Experience, indeed. Each night, Gutow directs his kitchen in the service of up to 45 dinners. That’s about 12 to 15 people an hour. The inn could do a greater quantity, but the smaller numbers, said sous-chef Josh Tomson, “allow near perfection and superb quality. And the diner gets the table for the whole night instead of being rushed.”

Tomson prepares the food with cook Matt Demery and pastry chef Jacob Lapoint. But it’s Gutow’s discriminating eye that runs the place. One recent night, he watched Lapoint prepare a salad of mixed organic greens with a lemon vinaigrette. “It’s supposed to look like it was just thrown on the plate,” Gutow explained as Lapoint meticulously shaped the lettuce into place. “But it’s put on the plate to look as if it were thrown on perfectly.”

The nightly menu, which has a fixed price of $65 per person, plus drinks and gratuity, has fewer than 10 items to choose from, but there are five courses, beginning with an amuse bouche – a small flavor kick to begin the meal – and followed by an appetizer, a salad, main course and dessert. Diners also have the option of ordering the seven-course tasting menu at $85 per person or $115 with half-glass wine pairing, or the 12-course chef’s grand tasting menu: $125 per person or $200 with wine. The five-course meal, with libational guidance from sommelier Victor Van Keuren, can take two hours. The grand menu can take four. If you can walk at the end of this experience, which one diner called “orgasmic,” you walk away sated, if not transformed.

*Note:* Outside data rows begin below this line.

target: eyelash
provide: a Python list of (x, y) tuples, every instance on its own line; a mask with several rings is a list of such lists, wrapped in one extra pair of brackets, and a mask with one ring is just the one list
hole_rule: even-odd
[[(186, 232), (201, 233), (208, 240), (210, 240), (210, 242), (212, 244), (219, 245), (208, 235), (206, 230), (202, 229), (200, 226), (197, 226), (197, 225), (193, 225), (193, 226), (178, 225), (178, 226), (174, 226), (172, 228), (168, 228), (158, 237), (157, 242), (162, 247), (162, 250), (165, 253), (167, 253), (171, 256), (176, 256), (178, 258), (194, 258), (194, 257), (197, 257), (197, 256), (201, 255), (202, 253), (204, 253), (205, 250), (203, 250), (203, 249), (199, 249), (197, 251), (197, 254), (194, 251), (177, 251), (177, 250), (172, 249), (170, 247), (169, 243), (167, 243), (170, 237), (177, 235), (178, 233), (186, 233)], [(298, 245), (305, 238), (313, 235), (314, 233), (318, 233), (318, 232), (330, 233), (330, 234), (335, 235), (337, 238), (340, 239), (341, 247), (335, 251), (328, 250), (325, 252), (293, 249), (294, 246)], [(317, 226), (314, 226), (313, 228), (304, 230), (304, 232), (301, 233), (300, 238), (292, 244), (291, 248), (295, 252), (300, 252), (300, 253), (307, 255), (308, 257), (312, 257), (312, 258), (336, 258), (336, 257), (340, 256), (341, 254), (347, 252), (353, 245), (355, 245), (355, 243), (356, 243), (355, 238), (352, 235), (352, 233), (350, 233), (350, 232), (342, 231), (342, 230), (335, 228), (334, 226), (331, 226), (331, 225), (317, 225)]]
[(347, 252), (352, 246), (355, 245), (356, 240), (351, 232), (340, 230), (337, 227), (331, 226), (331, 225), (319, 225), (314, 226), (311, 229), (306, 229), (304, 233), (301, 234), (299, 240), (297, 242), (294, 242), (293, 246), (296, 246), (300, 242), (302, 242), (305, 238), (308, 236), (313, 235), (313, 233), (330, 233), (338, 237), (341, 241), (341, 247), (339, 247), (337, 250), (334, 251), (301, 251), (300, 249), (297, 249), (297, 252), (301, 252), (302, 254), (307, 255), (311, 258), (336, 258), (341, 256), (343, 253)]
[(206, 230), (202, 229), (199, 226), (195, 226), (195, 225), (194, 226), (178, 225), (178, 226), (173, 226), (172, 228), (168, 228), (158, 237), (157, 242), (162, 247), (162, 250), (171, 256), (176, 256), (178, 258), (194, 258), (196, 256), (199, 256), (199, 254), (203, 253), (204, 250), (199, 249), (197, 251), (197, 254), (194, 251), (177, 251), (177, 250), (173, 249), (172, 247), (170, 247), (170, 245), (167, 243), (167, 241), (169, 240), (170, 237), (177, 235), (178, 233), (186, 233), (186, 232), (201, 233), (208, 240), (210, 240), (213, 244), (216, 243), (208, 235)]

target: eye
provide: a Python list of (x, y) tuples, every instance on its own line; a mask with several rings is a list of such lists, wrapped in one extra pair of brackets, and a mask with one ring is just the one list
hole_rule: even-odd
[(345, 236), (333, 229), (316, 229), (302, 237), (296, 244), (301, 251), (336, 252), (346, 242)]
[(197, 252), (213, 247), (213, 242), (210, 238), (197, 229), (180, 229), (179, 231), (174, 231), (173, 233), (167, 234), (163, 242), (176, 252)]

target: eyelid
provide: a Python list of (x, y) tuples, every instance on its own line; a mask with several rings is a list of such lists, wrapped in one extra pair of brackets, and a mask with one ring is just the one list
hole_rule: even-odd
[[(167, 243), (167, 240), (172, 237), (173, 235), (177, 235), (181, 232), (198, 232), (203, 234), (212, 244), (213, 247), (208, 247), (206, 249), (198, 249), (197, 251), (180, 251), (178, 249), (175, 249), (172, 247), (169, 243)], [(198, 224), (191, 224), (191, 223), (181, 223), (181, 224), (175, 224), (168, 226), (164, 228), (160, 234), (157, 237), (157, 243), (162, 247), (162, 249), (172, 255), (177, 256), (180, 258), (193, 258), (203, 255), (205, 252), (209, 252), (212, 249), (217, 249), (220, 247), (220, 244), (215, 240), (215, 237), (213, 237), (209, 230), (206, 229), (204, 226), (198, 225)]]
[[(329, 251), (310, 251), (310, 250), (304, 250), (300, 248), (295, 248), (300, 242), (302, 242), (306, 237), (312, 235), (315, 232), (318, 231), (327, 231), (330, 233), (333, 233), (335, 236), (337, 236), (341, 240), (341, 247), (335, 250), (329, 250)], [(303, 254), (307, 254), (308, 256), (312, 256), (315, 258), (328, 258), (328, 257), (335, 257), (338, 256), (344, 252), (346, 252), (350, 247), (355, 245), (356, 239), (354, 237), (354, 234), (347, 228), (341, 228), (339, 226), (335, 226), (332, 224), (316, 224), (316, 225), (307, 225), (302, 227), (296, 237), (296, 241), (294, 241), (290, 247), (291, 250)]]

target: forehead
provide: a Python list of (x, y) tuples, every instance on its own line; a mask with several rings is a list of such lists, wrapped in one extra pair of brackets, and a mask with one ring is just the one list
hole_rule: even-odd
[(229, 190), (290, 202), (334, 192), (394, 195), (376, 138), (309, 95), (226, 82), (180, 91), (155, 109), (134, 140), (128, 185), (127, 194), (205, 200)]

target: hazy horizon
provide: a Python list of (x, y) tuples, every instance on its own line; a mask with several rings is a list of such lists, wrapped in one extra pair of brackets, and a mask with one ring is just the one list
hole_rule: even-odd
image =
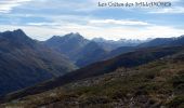
[[(110, 0), (0, 0), (0, 31), (23, 29), (47, 40), (79, 32), (87, 39), (169, 38), (184, 35), (184, 1), (161, 0), (171, 6), (100, 6)], [(141, 0), (152, 2), (158, 0)], [(113, 3), (140, 2), (114, 0)]]

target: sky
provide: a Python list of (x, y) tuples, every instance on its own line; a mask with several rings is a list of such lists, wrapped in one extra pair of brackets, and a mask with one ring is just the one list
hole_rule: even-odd
[(0, 31), (23, 29), (29, 37), (79, 32), (87, 39), (147, 39), (184, 35), (184, 0), (171, 6), (98, 6), (100, 3), (158, 0), (0, 0)]

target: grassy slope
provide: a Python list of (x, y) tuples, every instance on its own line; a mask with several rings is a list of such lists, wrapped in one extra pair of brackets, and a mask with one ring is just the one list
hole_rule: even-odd
[(1, 107), (184, 107), (184, 56), (66, 84)]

The format is the realization of the dream Gutow and his wife, Amy, have been building since they purchased the inn in 1997. Before that, Gutow worked in New York with David Bouley at Bouley, David Burke at Park Avenue Cafe, and Diane Forley at Verbena. He also trained in France with Michel Guerard at Les Pres d’Eugenie and the late Bernard Loiseau at La Cote d’Or, both Michelin three-star chefs.

“My job as a chef is to have concepts, create dishes that are well conceived, carefully executed and well-presented in a beautiful setting,” said Gutow, who also has a degree in English literature. “I may be an odd restaurateur in this location. I do realize I’m in rural Maine. I’ve picked a locality that’s challenging. So I try to keep it within reason. But unlike a lot of people who cook and run restaurants, I don’t cook because I love the homey feel of the table and how it brings people together.

“I could say I grew up in a tight Jewish family and we ate together every night. I did Passover and Hanukah. All of those things are true about my life and I think they’re cool. But that’s not why I do this. I do this because I’m fascinated by the flavors of food. It’s fun to think about flavor and texture. For me it’s about the creativity of the food and the flavors and the textures.”

Those who fall under the spell of the Castine Inn don’t ever look back. Yes, they still go to down-home restaurants, those favorite places that cost less and fill you up and are easy in every good way.

But a meal at the Castine Inn is a treat. It’s like a visit to a museum or a symphony or an art gallery. Not for everyone. Time consuming. Heady. Rich.

Here’s what some diners say:

“It may be Beethoven,” one man said of the food, “but it’s John Cage, too. It wouldn’t do to lick this plate, but I want you to know, I’d like to.”

And another: “Jewelry is precious and beautiful. Poetry fills the soul. This meal is jewelry and poetry.”

Others, of course, complain of the price, the portions, the unfamiliarity.

And that’s fine. The Castine Inn may not be for them.

“I understand why it’s misunderstood,” said one Castiner who eats at the inn several times a season. “People may not get it because of the portion size. But it’s delectable. Tom’s food is performance food. And that’s a small venue. He’s a talent. What he does is for foodies.”

What it comes down to for Gutow is not necessarily the foodies but the food.

“You have to put stuff in your body, man!” he said in a wave of excitement. “You have to smell and hear and taste it. Wouldn’t it be neat if flavors and textures could make you have an emotional response? What if I could make a dinner that’s a comedy?”

One suspects if Gutow takes that on, there will be laughter.